The good news was that the Focus passed. The bad news was the Toy did not. It failed the carbon monoxide (CO) at 2,500 rpm by a whisker. If also failed the fuel cap test but what the heck, it was the original cap. It ended up it was all my fault (I'll explain later). The equally bad news was that the Nevada test doesn't show all the readings, just what failed and by how much. So I knew the CO was about .3% high at 2,500 but had no idea what the CO, HC (hydrocarbon), or O2 (oxygen) was at idle or the HC and O2 at 2,500. And I don't have access to the equipment.

So I went on the assumption that it was running too rich and that this was the only problem. For some reason the first thing that came to mind was I would have to take the carburetor apart. It's never been opened up and the air/fuel adjuster is sealed. Thankfully I had to go on a short trip to LA so I could not just tear into it. I say fortunately because I have this habit of not thinking things through and the trip gave me time to ponder the problem and discuss it with someone else (thanks CF).

Dr. Dean Edell used to say that if you hear hoof beats don't assume it's zebras, which is another way of saying check the obvious first. In the case of the Toy I checked what I should have checked before taking it for the inspection. I knew the oil and filter needed changing; I hadn't looked at the plugs for over a year and the air filter was about 3 years old. So I changed the oil and filter, re-gapped the plugs (they were in good shape otherwise except for an indication that the air/fuel mixture was rich) and checked the air filter. At first glance the air filter looked pretty good - the paper was fairly white to the eye.
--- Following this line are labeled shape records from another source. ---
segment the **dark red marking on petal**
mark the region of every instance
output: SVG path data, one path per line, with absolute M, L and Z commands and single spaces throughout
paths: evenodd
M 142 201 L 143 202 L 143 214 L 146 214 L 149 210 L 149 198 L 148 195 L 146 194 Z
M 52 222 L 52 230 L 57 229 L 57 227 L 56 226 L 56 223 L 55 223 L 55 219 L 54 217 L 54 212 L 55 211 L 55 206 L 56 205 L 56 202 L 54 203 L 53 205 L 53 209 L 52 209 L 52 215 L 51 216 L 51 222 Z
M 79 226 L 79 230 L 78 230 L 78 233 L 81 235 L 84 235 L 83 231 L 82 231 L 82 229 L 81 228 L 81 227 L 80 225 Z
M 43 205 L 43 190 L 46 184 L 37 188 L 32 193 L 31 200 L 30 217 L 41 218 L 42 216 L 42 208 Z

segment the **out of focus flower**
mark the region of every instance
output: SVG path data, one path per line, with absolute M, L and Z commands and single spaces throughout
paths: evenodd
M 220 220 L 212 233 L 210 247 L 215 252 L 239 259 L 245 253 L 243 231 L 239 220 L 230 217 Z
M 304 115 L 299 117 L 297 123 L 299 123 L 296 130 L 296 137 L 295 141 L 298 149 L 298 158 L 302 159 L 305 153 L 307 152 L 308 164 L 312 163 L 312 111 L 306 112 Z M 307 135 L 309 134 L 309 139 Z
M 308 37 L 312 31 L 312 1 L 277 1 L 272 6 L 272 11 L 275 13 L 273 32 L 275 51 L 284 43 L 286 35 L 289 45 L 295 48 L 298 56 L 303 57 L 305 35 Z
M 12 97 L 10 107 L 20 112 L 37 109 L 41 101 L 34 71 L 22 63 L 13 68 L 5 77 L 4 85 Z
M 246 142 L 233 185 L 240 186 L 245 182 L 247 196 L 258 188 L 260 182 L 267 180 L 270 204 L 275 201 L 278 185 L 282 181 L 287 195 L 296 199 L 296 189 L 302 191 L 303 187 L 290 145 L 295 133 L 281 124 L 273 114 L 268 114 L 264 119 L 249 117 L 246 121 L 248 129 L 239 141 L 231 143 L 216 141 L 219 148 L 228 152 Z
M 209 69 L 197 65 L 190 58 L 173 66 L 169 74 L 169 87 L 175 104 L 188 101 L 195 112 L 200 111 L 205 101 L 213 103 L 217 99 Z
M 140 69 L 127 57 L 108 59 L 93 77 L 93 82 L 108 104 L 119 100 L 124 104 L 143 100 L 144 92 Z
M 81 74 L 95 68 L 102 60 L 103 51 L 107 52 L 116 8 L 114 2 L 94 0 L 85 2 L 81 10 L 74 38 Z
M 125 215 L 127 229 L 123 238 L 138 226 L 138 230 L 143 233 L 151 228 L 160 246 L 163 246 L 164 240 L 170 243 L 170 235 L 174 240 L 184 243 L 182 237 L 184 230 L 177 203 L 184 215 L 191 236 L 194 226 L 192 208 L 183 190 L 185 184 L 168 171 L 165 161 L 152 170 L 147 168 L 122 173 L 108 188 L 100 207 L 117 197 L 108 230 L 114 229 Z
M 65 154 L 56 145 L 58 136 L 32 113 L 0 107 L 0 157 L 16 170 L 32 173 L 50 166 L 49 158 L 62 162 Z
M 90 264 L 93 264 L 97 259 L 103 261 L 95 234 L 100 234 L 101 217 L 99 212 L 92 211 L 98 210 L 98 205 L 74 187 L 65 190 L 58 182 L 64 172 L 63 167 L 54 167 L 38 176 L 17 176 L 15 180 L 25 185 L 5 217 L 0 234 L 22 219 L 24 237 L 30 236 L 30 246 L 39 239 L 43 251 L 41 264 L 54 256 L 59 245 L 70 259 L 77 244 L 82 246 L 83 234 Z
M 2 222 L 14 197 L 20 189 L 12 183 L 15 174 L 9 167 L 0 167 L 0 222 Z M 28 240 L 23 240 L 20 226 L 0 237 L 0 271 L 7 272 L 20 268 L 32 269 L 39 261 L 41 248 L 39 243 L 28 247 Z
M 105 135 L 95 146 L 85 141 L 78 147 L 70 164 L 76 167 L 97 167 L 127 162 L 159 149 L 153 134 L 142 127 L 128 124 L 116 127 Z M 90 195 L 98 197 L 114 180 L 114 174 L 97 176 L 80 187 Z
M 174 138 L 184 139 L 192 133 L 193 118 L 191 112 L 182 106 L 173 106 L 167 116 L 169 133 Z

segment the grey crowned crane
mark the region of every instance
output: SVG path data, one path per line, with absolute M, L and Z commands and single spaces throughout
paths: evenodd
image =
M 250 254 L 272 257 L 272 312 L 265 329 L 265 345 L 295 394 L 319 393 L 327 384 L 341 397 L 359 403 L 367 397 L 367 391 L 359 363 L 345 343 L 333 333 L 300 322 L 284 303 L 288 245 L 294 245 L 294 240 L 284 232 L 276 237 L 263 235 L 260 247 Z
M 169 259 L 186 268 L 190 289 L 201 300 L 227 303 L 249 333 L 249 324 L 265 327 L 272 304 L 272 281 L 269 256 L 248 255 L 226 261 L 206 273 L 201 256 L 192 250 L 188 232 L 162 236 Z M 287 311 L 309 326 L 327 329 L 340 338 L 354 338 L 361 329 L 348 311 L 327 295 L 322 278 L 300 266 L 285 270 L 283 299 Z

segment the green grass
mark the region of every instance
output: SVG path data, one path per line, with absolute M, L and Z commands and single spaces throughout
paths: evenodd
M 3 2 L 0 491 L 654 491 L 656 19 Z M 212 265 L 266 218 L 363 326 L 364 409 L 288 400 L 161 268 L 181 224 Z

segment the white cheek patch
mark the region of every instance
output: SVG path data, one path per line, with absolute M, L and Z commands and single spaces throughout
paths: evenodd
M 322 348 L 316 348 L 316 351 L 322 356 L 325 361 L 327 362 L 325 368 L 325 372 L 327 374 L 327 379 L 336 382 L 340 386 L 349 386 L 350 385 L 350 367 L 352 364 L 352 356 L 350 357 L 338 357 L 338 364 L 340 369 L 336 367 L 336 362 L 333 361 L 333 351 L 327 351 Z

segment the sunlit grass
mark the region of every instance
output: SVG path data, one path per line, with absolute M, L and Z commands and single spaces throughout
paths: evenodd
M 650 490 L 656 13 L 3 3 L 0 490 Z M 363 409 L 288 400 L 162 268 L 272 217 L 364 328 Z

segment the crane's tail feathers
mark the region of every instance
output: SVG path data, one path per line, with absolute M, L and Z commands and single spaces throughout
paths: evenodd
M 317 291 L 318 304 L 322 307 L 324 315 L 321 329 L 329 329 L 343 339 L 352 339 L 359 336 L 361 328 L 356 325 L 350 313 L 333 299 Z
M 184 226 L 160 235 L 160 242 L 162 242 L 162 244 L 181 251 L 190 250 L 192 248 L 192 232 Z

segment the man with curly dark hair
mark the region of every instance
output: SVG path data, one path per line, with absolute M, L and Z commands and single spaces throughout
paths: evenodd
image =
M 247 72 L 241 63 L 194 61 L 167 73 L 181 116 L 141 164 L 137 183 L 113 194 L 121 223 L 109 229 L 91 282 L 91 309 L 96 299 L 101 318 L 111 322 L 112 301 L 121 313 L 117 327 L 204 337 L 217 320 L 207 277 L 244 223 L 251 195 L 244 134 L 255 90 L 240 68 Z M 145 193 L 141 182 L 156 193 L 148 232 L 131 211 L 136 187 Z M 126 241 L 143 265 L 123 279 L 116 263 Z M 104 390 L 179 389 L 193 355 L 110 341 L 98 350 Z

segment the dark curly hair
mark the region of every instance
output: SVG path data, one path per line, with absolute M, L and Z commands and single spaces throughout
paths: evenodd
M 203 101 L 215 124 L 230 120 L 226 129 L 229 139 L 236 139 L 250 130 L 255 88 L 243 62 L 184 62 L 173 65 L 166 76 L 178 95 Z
But on closer inspection (the old "hold a light inside and see if the light shines through" test) it was just about plugged solid. Now on a fuel injected, computer controlled engine this is not a death sentence but on a carbureted engine a clogged air filter is like running with the choke closed. So I put in a new filter.

I then took it back for a retest and it passed no problem. I still don't know what all the readings were/are but it passed.

I relearned two things - do the maintenance before you smog it and always - ALWAYS - check the basics first.

One of the good things about the smog station was the price - $14.99 with a free retest. One bad thing though - they are idiots. When the Toy failed the service writer said all it probably needed was a "fuel system conditioning." Uh-huh that would have fixed it just fine.